Salesforce has also invested in additional training for female employees, which resulted in a 33% increase in promotions for women at the company, according to Robbins.

Lculig / Getty Images

Salesforce and SpaceX are not alone in internally auditing pay for gender equity. Apple and Google have put resources towards ensuring equal pay, and Gap completed an internal audit last year. Computer chip manufacturer Intel announced it had found no meaningful discrepancies in pay after a review.

At Apple's shareholder meeting last month, Tim Cook said that a year-long, third-party audit for the company's 70,000 U.S. employees revealed women made 99.6 cents for every dollar a man makes, and under-represented minorities make 99.7 cents per dollar. Cook said the company was working to eliminate the gap and would release results of the survey every year so employees know where they fall on the pay-scale.

At Google, a spokesperson said the company's "People Analytics team" constantly analyzes performance, compensation, and promotion to "ensure that there is no gender pay gap at Google."

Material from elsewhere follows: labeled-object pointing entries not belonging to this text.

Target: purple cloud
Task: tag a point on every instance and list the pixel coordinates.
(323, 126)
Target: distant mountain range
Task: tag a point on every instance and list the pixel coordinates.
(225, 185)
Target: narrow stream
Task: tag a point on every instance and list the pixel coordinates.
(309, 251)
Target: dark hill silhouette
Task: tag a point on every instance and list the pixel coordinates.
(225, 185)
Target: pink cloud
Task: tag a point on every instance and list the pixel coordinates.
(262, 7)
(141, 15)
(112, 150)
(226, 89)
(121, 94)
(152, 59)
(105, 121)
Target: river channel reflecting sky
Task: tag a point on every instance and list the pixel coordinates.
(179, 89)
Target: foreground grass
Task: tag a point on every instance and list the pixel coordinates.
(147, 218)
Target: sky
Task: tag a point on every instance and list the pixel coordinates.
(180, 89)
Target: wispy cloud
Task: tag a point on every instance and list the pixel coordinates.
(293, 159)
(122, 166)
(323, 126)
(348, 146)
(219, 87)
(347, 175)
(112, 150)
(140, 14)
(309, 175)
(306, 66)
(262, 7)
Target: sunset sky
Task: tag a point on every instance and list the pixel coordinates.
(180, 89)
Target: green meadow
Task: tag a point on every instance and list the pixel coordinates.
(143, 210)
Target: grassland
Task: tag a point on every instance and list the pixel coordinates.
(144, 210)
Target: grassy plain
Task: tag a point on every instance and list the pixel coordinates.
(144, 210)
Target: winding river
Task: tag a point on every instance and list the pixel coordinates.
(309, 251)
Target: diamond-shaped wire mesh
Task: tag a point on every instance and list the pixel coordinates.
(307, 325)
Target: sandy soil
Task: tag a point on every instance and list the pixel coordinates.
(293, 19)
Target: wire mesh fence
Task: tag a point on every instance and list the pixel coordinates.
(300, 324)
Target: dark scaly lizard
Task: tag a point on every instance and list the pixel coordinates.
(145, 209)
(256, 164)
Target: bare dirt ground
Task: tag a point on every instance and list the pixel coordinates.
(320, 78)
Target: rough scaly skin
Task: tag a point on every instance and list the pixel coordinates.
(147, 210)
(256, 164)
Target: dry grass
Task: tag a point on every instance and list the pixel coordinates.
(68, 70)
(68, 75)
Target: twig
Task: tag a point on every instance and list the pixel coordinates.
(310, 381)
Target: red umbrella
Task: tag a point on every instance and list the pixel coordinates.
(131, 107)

"Further, since we set salaries based on the market rate of the job (rather than a person's pre-Google salary), we find that, on average, women get larger pay increases than men when they join Google," said the spokesperson.

This strategy — paying based on the going market rate of a job, rather than an employee's previous salary — has been shown to help help reduce the gender pay gap, and some companies are looking into banning salary negotiations for that reason.

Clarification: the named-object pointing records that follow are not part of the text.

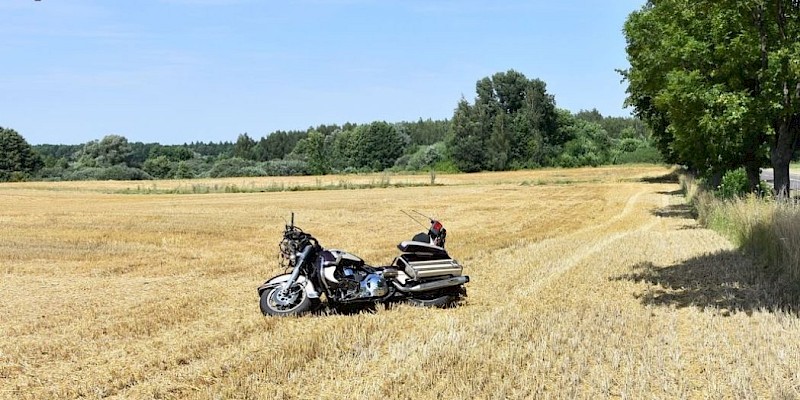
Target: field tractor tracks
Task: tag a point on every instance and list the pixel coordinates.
(526, 269)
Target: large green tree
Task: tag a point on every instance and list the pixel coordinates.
(717, 81)
(17, 157)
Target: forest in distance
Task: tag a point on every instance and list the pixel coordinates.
(512, 124)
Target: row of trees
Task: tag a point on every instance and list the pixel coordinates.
(513, 123)
(719, 83)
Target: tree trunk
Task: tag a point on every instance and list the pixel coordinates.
(786, 133)
(753, 177)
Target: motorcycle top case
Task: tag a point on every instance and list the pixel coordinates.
(422, 260)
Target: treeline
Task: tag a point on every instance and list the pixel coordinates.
(513, 123)
(719, 83)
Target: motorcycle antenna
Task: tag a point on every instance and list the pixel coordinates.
(414, 219)
(431, 219)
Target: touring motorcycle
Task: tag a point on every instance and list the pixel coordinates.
(423, 274)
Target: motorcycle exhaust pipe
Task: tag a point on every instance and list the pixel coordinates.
(424, 287)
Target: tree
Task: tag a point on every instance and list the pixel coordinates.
(717, 81)
(379, 145)
(314, 151)
(244, 147)
(466, 141)
(17, 157)
(109, 151)
(511, 123)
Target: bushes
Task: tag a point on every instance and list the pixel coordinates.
(766, 229)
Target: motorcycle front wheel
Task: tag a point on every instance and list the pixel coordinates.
(282, 302)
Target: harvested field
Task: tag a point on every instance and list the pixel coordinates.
(586, 283)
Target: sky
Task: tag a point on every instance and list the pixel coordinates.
(180, 71)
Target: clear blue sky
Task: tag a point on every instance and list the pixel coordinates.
(175, 71)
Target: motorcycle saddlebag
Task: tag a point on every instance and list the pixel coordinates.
(421, 261)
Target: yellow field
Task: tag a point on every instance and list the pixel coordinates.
(588, 283)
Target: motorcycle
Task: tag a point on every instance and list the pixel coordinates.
(423, 274)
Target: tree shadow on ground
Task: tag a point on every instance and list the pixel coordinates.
(677, 192)
(671, 177)
(682, 211)
(726, 280)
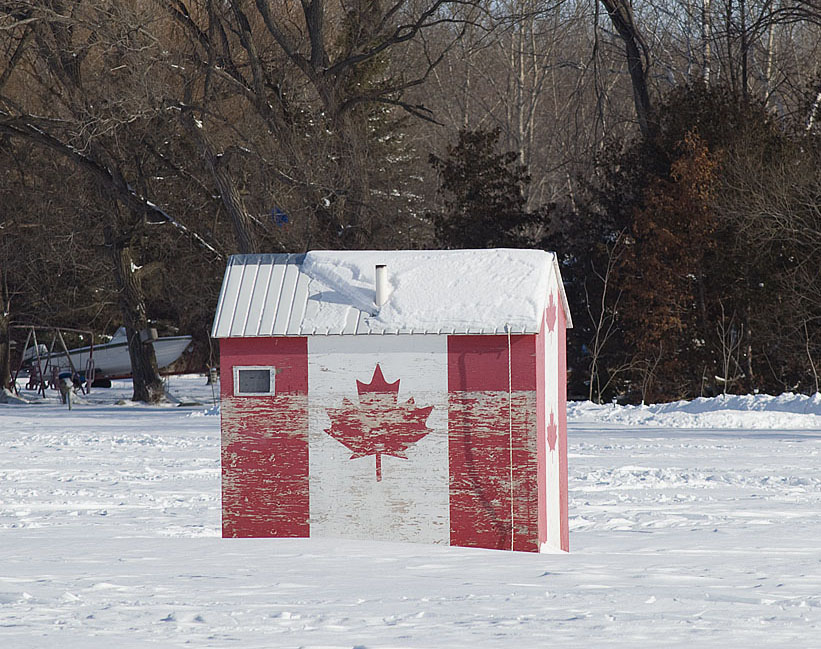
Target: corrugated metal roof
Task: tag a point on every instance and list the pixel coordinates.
(330, 293)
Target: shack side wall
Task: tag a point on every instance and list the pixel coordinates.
(267, 452)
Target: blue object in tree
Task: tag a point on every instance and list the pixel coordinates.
(279, 217)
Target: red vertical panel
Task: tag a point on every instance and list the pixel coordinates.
(541, 417)
(265, 491)
(561, 329)
(479, 439)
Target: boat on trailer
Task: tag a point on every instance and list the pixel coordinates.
(110, 360)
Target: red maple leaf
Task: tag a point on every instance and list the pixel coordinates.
(379, 425)
(551, 433)
(550, 315)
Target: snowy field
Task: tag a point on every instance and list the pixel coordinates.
(692, 525)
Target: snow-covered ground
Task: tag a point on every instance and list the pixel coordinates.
(692, 525)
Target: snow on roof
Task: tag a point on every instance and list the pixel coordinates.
(430, 291)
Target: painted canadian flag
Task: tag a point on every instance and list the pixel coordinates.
(451, 439)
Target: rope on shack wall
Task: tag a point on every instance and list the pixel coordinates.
(510, 426)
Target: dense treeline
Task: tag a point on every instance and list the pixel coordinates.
(668, 151)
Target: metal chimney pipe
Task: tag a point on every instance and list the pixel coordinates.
(381, 284)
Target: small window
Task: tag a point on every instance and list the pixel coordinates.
(254, 381)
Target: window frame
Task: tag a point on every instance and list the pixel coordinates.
(271, 380)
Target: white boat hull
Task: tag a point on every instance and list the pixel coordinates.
(111, 360)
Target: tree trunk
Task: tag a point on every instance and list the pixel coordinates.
(231, 198)
(148, 385)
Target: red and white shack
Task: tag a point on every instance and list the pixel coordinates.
(399, 395)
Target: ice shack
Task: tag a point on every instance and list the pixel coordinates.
(398, 395)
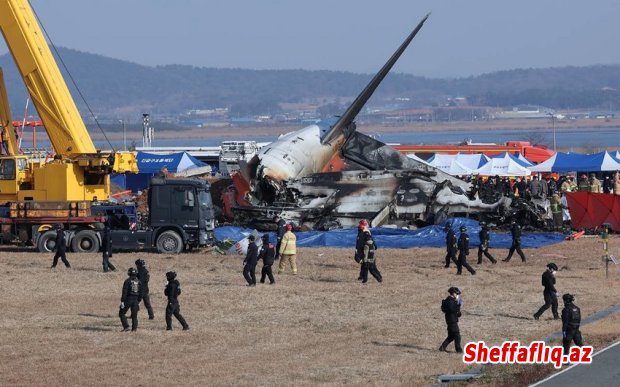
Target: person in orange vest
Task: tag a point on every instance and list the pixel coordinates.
(288, 250)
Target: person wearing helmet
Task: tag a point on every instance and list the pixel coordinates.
(60, 248)
(130, 299)
(368, 256)
(451, 245)
(485, 239)
(280, 231)
(515, 231)
(267, 253)
(549, 293)
(249, 263)
(145, 277)
(173, 291)
(571, 319)
(288, 250)
(106, 246)
(463, 246)
(451, 307)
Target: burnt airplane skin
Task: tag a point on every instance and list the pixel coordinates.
(298, 177)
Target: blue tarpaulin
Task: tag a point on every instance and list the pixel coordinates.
(431, 236)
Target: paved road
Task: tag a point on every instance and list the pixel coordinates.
(604, 371)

Still, even at Google, which uses market rates at hiring to avoid having to course-correct, salary transparency remains a taboo subject. Before leaving the company in 2015, Google engineer Erica Baker created a spreadsheet for workers to voluntarily share information about pay. She then ran into friction with a manager for collecting this data. Baker said on social media some employees asked for and received more equitable pay based on the spreadsheet, which is still live at Google, run by a co-worker of Baker's.

A Google spokesperson said that the company doesn't comment on specific cases of current or former employees and that employees are free to share salary information. (This is also the case everywhere, under U.S. labor law.)

Twenty percent of human resources managers said men are paid more than women at their companies, according to a recent survey by Human Resources software company CareerBuilder. Nationally, the median woman who works full time makes 79 cents for every dollar the median man makes, according to the most recent U.S. Census data.